If your cluster has more than one node, you can try using --batchCount to increase the number of jobs.

If your nodes have multiple cores, you can also consider --batchCores to allow each job to use more than one thread.

Sanat-Mishra commented 2 months ago

Thanks! I'm also concerned that the code is taking too long because I have a huge hal file (~805 GB). Does cactus-hal2maf create copies of the hal file to distribute among worker nodes?

glennhickey commented 2 months ago

Yes, on slurm cactus will create a local copy for each batch (job). So you typically want to use --batchCores to make sure that at most one job runs at once on a given node...

Sanat-Mishra commented 2 months ago

Got it.

We're trying to pull out alignments corresponding to different transcript BED files and then concatenating the blocks in the MAF file to do downstream analysis.
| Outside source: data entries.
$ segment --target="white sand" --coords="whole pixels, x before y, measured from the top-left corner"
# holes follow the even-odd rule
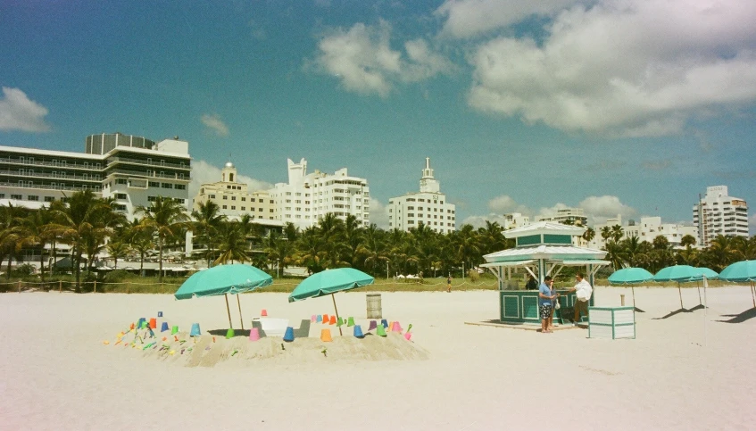
[[[630,302],[629,289],[596,292],[598,305],[619,305],[620,293]],[[0,428],[752,428],[756,319],[716,321],[752,307],[749,288],[710,289],[706,345],[702,311],[652,319],[679,308],[677,289],[636,292],[648,311],[636,315],[636,340],[587,339],[585,329],[539,334],[465,325],[498,317],[495,292],[384,293],[384,316],[405,328],[413,324],[409,350],[371,357],[353,352],[364,349],[354,339],[336,340],[326,357],[317,350],[320,340],[300,339],[286,344],[285,354],[254,353],[279,347],[269,339],[212,367],[189,363],[188,355],[160,357],[113,344],[128,323],[158,311],[182,331],[195,321],[204,331],[228,327],[222,297],[5,294]],[[698,303],[695,289],[683,294],[686,307]],[[263,308],[292,319],[333,311],[330,298],[241,299],[245,327]],[[366,329],[365,294],[336,299],[341,315],[361,318]],[[409,345],[398,336],[362,341]]]

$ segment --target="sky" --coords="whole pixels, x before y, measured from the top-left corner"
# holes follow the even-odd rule
[[[194,182],[346,167],[371,220],[425,158],[457,224],[579,206],[692,221],[709,186],[756,233],[752,0],[0,0],[0,145],[189,143]]]

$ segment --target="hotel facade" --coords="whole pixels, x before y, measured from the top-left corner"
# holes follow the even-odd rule
[[[706,187],[704,196],[693,205],[693,222],[704,247],[719,235],[748,237],[748,204],[730,196],[727,186]]]
[[[436,232],[448,234],[456,230],[456,206],[441,193],[441,183],[433,176],[430,158],[425,159],[420,192],[388,200],[388,228],[409,231],[420,224]]]
[[[83,153],[0,146],[0,204],[39,208],[91,190],[115,199],[129,219],[158,196],[188,210],[191,170],[188,143],[178,137],[156,143],[120,133],[91,135]]]
[[[278,183],[268,191],[275,203],[276,217],[305,229],[328,213],[346,220],[353,215],[360,226],[370,224],[370,193],[368,180],[349,175],[346,168],[333,174],[320,170],[307,173],[307,161],[287,160],[288,183]]]

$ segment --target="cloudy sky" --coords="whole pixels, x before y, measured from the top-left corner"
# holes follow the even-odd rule
[[[756,208],[752,0],[12,3],[0,145],[178,135],[198,181],[230,158],[261,187],[304,157],[368,178],[374,212],[430,157],[476,225],[690,220],[716,185]]]

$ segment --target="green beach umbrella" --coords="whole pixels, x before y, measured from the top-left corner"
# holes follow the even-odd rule
[[[636,288],[634,285],[645,283],[652,279],[653,274],[643,268],[623,268],[609,276],[609,282],[612,285],[630,285],[630,291],[633,293],[633,309],[637,312],[645,311],[636,307]]]
[[[197,272],[185,281],[173,294],[176,299],[190,299],[197,296],[226,296],[226,311],[228,313],[228,325],[231,324],[231,311],[228,308],[228,294],[242,294],[258,287],[270,286],[273,278],[264,271],[244,263],[218,265]],[[239,306],[239,319],[244,329],[242,305],[237,296]]]
[[[680,311],[689,311],[683,306],[683,291],[680,283],[697,281],[702,278],[701,271],[690,265],[674,265],[662,268],[653,276],[654,281],[675,281],[677,283],[677,292],[680,295]]]
[[[374,281],[375,278],[372,277],[353,268],[326,269],[312,274],[297,285],[291,294],[289,294],[289,303],[330,294],[334,303],[334,311],[336,311],[336,319],[340,319],[338,317],[338,309],[336,306],[334,294],[372,285]],[[341,327],[339,327],[338,332],[344,335],[341,332]]]
[[[751,299],[753,301],[753,308],[756,308],[756,261],[742,261],[733,263],[722,269],[719,279],[735,283],[751,283]]]

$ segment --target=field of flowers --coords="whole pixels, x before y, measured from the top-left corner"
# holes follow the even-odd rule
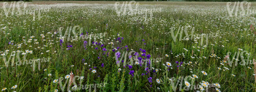
[[[0,4],[2,91],[256,90],[256,3],[15,3]]]

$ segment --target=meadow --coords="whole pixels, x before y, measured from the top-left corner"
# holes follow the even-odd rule
[[[256,3],[13,2],[2,91],[256,91]]]

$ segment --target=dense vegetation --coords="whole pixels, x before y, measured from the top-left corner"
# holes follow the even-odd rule
[[[9,13],[0,9],[0,90],[255,90],[255,13],[231,16],[226,2],[136,2],[125,11],[122,2],[54,2],[33,1]]]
Do you have any suggestions on how we can use --maxrefgaps or about concatenation in general?

glennhickey commented 2 months ago

This probably doesn't answer your question, but the --bedRanges option here will produce a MAF of your regions concatenated together. If you want the actual MAF blocks merged together of consecutive regions, it's probably simplest to merge them in the BED first.

In terms of reference gaps, you control that with --maximumGapLength, but I'm not sure how high you can practically scale that to (I think the default is around 50).